I have one rat due to personal reasons and she is very social and understands the eee rather well... I don't think I am being cruel.


----------



## Simisama (May 11, 2010)

But think of the 8 hours when you're asleep, and the 6 hours while you're at school or work. Then, if you play with her for maybe 2 hours, what about all the other hours while you're errands or doing something else? She just gets to sit in her cage that whole time. Plus rats who have a playmate are much less stressed, They also have less health problems and are much more sociable with their owners. Also, rats need another rat to keep them warm while sleeping. All in all, I understand your intentions are good, but Topanga _needs_ another rat in her cage.


----------



## Miss_Jackie (May 16, 2010)

Simisama said:


> But think of the 8 hours when you're asleep, and the 6 hours while you're at school or work. Then, if you play with her for maybe 2 hours, what about all the other hours while you're errands or doing something else? She just gets to sit in her cage that whole time. Plus rats who have a playmate are much less stressed, They also have less health problems and are much more sociable with their owners. Also, rats need another rat to keep them warm while sleeping. All in all, I understand your intentions are good, but Topanga _needs_ another rat in her cage.

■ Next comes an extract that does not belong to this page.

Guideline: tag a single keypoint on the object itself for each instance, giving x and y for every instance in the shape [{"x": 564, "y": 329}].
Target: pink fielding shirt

She is out of her cage from 9am-12pm, then she sleep until I get home at 3 and is out of her cage up until my bedtime which is around 1am or 2am so she doesn't spend that much time in her cage. But since I am losing my job and won't have a way to provide for another animal I can't get another at this time. My parents will be taking care of both of my animals plus their 2 horses, 3 rabbits, and 5 five dogs. I would be cruel of me to get another animal knowing I couldn't take care of it. So like I said because of personal reasons I am not cruel and my rat is happy and not depressed. If anyone on here wants to think I am mean fine, that is your choice. I don't abuse my animals in any way and since no one REALLY knows what is going on in my life to tell me if I am cruel or not.


----------



## PixieRei (May 22, 2010)

chill, everyone is entitled to an opinion


----------



## Simisama (May 11, 2010)

I'm sorry if I came across as rude. There was no way I could have known about your personal reasons for only having one rat, and I was just trying to help. And no, I do not think you're a cruel person. I was just trying to put more options out there for you which I now know you cannot act on.


----------



## PixieRei (May 22, 2010)

I do have to say that, in my opinion, getting a lone rat isn't fair. But as long as you are doing everything for that rat to keep them entertained, then great. I would suggest, as soon as you can afford it, please consider getting another rat, or maybe even 2- so then if you have one rat out of the cage for 1-on-1 time, there is always 2 left to play in the cage. And if something happened to one rat, the others will not be left alone. Not much in the way of maintenance changes with more than one rat, but understandably money could be an issue. So if you ever find yourself in a position where you are financially stable enough, please at least consider it.


----------



## yunafonfabre (May 31, 2010)

On the original topic -- sometimes one of my girls will walk up to me, open her mouth and place her mouth/teeth around my finger, applying NO pressure. It doesn't hurt in the slightest and it seems to be a gesture of curiosity; the more social girls follow it up by licking, the others then take my finger in their hands.

I've assumed so far that they're attempting to investigate -- the girl who does this the most is ruby-eyed, so she can't see too well. Is this a behavior I need to stop or can I just let them keep doing it?


----------



## PixieRei (May 22, 2010)

I've never experienced that before, but I don't think it seems like something to worry about. I suppose it would come down to personal preference- if you don't like it when she does it, then you could train her to stop. But if you don't mind, then I guess its ok ^_^


----------